Ce n’est malheureusement pas le cas, les outils ne sont pas magiques, et travailler les conflits au sein d’une organisation revient entre autres à analyser la pratique du pouvoir. Et le pouvoir a souvent tendance à poser des limites à ce désir de démocratie : utiliser des outils plus participatifs, oui, mais remettre en cause le pouvoir, non !

La vision « les outils ne suffisent pas car la démarche est avant tout politique » est aussi un point commun avec l’APC… L’APC aussi induit, au-delà des méthodes et outils de concertation, de repenser les formes de domination et les rapports de pouvoir.

Vers la transformation sociale

De fait, l’expérience montre que la réussite d’actions de transformation sociale repose sur une articulation entre 3 manières d’agir sur une problématique sociale, selon que l’on agisse au nom du pouvoir, contre le pouvoir ou en dehors du pouvoir en place dans l’organisation humaine que l’on souhaite transformer.

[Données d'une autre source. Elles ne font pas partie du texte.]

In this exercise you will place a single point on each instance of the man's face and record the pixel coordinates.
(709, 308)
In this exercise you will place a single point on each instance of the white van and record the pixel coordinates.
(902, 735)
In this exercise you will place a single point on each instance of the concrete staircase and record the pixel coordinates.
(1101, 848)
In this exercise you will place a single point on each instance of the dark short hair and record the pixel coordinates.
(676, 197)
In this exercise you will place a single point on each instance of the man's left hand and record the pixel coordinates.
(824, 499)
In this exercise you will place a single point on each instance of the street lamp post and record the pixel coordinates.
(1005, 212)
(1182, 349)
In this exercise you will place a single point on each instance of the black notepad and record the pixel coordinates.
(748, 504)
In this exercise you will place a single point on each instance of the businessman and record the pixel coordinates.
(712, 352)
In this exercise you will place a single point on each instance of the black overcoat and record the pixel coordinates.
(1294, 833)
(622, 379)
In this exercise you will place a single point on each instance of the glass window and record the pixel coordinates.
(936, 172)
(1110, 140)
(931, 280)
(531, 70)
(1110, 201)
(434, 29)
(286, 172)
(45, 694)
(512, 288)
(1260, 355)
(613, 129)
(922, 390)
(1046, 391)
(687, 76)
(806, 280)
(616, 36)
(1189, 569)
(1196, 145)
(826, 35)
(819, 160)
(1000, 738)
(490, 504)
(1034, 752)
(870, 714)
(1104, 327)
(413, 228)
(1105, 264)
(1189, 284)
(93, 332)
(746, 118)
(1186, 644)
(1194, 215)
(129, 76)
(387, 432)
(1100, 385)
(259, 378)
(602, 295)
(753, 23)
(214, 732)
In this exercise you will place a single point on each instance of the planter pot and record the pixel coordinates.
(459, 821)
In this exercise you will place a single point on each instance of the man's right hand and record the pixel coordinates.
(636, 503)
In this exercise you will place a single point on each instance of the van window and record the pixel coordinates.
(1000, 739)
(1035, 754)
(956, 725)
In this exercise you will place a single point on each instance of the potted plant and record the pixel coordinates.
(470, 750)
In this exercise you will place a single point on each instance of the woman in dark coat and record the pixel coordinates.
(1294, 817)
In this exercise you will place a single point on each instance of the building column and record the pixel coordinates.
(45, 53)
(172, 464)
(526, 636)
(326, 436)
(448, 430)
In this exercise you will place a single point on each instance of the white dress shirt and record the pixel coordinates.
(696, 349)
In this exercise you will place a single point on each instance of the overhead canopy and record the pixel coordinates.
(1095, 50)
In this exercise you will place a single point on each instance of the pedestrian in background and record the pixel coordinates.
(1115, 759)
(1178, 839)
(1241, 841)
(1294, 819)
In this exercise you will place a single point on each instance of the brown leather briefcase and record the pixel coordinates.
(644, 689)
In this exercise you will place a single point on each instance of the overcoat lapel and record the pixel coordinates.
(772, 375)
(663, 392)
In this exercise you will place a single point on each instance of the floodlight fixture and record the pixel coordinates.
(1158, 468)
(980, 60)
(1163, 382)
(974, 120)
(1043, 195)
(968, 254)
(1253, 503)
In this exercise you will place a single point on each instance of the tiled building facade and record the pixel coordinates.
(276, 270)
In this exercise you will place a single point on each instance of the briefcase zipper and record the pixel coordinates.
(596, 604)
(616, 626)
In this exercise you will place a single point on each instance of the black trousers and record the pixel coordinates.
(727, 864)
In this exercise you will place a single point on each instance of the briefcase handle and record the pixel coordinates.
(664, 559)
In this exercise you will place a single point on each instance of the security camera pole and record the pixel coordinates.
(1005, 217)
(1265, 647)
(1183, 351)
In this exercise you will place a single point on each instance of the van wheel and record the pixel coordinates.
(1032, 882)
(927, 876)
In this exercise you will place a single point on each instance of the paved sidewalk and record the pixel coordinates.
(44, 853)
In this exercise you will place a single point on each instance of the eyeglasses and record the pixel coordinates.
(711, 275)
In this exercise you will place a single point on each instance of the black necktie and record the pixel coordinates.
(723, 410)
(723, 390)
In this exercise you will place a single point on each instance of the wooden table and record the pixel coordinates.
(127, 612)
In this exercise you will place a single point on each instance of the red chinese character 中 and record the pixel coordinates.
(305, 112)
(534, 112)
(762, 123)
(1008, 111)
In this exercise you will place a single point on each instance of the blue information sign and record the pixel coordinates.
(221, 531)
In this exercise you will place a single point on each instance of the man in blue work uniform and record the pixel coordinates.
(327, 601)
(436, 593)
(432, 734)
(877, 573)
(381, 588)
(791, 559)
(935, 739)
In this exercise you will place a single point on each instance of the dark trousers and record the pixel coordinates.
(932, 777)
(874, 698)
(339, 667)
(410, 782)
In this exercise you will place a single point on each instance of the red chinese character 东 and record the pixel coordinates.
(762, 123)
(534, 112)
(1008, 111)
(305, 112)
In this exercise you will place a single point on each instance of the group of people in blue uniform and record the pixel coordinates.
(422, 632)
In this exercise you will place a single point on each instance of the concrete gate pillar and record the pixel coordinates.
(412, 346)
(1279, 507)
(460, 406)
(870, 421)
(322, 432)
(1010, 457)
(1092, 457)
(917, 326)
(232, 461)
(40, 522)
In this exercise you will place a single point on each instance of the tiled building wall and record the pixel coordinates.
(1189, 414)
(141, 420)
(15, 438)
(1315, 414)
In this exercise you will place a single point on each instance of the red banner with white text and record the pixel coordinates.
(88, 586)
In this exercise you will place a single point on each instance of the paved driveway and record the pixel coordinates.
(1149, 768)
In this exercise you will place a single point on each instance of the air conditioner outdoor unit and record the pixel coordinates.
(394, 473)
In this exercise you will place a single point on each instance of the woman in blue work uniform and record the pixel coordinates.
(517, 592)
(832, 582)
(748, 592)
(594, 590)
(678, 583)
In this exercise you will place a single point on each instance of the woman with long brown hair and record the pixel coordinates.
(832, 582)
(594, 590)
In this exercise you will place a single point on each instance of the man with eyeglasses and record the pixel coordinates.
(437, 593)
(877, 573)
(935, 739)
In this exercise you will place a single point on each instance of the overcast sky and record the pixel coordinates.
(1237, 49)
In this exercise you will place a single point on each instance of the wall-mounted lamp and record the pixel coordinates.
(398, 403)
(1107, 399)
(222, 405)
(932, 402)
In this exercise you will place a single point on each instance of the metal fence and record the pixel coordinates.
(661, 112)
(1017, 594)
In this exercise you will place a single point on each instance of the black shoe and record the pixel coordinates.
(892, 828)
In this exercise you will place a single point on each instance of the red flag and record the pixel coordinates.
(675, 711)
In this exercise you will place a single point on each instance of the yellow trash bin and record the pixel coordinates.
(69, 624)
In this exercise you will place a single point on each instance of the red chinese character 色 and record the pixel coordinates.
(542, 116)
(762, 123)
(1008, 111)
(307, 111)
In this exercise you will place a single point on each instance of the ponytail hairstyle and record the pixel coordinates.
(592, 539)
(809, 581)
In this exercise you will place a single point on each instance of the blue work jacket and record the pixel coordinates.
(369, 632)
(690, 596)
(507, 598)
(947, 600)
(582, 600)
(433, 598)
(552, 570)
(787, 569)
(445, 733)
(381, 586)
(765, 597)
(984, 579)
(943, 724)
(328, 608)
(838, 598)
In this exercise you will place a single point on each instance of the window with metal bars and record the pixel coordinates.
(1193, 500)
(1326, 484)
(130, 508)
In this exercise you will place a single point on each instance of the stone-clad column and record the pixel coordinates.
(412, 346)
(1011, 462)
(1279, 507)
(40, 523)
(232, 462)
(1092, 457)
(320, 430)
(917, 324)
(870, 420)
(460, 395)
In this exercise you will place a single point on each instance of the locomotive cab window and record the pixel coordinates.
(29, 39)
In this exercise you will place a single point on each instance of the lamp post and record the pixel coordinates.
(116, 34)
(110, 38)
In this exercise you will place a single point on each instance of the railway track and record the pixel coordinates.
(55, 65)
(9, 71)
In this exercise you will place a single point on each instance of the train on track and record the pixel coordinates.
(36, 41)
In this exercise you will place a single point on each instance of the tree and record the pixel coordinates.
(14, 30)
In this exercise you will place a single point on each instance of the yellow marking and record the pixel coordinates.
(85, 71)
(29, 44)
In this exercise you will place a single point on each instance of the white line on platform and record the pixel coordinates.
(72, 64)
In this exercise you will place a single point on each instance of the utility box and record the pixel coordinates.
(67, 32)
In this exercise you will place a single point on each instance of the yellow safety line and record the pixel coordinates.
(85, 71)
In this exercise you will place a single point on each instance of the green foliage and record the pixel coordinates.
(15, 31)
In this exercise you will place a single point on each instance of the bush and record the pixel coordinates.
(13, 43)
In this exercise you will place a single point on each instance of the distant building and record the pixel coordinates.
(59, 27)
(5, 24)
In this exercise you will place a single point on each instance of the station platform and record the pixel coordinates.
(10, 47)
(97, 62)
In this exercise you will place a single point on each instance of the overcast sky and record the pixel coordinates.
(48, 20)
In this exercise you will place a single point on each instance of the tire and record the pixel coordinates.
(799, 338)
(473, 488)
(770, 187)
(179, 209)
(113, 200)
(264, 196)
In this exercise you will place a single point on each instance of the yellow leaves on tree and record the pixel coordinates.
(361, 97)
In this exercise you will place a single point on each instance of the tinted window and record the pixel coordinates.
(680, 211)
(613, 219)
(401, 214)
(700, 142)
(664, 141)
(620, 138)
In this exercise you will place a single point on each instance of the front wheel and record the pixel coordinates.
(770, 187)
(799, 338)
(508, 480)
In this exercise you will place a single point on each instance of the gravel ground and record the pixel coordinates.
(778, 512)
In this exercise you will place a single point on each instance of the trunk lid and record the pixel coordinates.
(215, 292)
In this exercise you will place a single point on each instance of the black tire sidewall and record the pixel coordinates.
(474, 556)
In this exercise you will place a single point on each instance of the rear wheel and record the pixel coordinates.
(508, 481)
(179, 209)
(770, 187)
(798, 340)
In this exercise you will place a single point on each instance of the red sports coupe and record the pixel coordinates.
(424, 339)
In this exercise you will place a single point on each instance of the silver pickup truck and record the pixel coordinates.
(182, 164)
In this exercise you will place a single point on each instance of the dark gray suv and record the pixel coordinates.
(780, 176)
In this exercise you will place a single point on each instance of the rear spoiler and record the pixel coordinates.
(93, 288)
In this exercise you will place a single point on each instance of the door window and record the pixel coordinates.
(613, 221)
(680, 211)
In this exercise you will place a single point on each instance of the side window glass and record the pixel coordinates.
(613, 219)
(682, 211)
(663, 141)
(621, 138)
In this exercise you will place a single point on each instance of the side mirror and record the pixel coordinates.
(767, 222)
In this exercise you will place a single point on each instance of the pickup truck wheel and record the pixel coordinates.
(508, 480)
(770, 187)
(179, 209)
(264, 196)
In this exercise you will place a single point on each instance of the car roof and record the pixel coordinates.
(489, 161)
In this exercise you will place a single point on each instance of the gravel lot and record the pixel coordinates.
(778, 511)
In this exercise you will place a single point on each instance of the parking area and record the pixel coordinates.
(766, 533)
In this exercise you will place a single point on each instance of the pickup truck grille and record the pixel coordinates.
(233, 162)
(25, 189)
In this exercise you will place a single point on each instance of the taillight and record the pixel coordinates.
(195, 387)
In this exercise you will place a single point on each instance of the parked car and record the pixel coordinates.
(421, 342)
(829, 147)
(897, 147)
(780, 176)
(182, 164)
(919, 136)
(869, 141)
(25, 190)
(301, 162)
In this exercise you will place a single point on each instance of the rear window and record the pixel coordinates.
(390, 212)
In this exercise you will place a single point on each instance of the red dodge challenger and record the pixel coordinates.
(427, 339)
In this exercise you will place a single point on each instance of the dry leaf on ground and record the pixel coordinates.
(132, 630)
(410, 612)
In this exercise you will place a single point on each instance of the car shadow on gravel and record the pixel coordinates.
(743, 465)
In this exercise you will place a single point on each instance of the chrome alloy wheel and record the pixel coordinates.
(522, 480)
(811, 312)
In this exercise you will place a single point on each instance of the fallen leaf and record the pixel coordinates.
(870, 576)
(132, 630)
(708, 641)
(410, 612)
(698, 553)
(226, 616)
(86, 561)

Ces trois logiques d’action ont chacune leurs intérêts et leurs inconvénients. Et une transformation sociale n’est possible que lorsque ces trois logiques d’action sont bien en place face à une problématique sociale. La transformation sociale est comme un tabouret à trois pieds : lorsqu’un pied est abîmé, le tabouret ne tient pas debout.